And the Phoenix replied in excellent French. It said, ‘Parfaitement, madame!’
‘Oh, the pretty parrakeet,’ said the lady. ‘Can it say still of other things?’
And the Phoenix replied, this time in English, ‘Why are you sad so near Christmas-time?’
The children looked at it with one gasp of horror and surprise, for the youngest of them knew that it is far from manners to notice that strangers have been crying, and much worse to ask them the reason of their tears. And, of course, the lady began to cry again, very much indeed, after calling the Phoenix a bird without a heart; and she could not find her handkerchief, so Anthea offered hers, which was still very damp and no use at all. She also hugged the lady, and this seemed to be of more use than the handkerchief, so that presently the lady stopped crying, and found her own handkerchief and dried her eyes, and called Anthea a cherished angel.

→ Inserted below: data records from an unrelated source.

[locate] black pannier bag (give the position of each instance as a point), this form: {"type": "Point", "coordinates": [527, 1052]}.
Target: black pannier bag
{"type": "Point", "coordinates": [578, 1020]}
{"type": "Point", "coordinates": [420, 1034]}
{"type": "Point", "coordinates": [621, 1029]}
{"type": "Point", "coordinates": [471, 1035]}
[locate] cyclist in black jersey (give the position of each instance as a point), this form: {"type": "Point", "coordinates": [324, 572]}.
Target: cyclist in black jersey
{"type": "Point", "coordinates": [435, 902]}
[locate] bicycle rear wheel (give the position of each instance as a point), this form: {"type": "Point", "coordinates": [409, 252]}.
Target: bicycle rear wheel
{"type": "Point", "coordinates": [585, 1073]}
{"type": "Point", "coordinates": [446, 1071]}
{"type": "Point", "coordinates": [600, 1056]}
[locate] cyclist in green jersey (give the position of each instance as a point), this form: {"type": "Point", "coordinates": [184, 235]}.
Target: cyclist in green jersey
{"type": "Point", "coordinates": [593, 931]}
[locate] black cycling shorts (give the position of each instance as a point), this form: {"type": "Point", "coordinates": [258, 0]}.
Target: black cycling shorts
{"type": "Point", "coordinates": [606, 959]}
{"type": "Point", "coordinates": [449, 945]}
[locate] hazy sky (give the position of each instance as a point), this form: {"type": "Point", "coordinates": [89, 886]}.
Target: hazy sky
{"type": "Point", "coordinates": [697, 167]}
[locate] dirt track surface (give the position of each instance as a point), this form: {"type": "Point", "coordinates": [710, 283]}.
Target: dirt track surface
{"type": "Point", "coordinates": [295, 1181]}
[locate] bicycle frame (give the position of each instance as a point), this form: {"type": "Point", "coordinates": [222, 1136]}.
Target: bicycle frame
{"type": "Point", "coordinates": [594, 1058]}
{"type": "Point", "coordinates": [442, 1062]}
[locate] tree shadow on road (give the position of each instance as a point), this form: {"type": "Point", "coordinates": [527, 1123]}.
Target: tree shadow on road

‘I am sorry we came just when you were so sad,’ said Anthea, ‘but we really only wanted to ask you whose that castle is on the hill.’
‘Oh, my little angel,’ said the poor lady, sniffing, ‘to-day and for hundreds of years the castle is to us, to our family. To-morrow it must that I sell it to some strangers—and my little Henri, who ignores all, he will not have never the lands paternal. But what will you? His father, my brother—Mr the Marquis—has spent much of money, and it the must, despite the sentiments of familial respect, that I admit that my sainted father he also—’
‘How would you feel if you found a lot of money—hundreds and thousands of gold pieces?’ asked Cyril.
The lady smiled sadly.
‘Ah! one has already recounted to you the legend?’ she said. ‘It is true that one says that it is long time; oh! but long time, one of our ancestors has hid a treasure—of gold, and of gold, and of gold—enough to enrich my little Henri for the life. But all that, my children, it is but the accounts of fays—’
‘She means fairy stories,’ whispered the Phoenix to Robert. ‘Tell her what you have found.’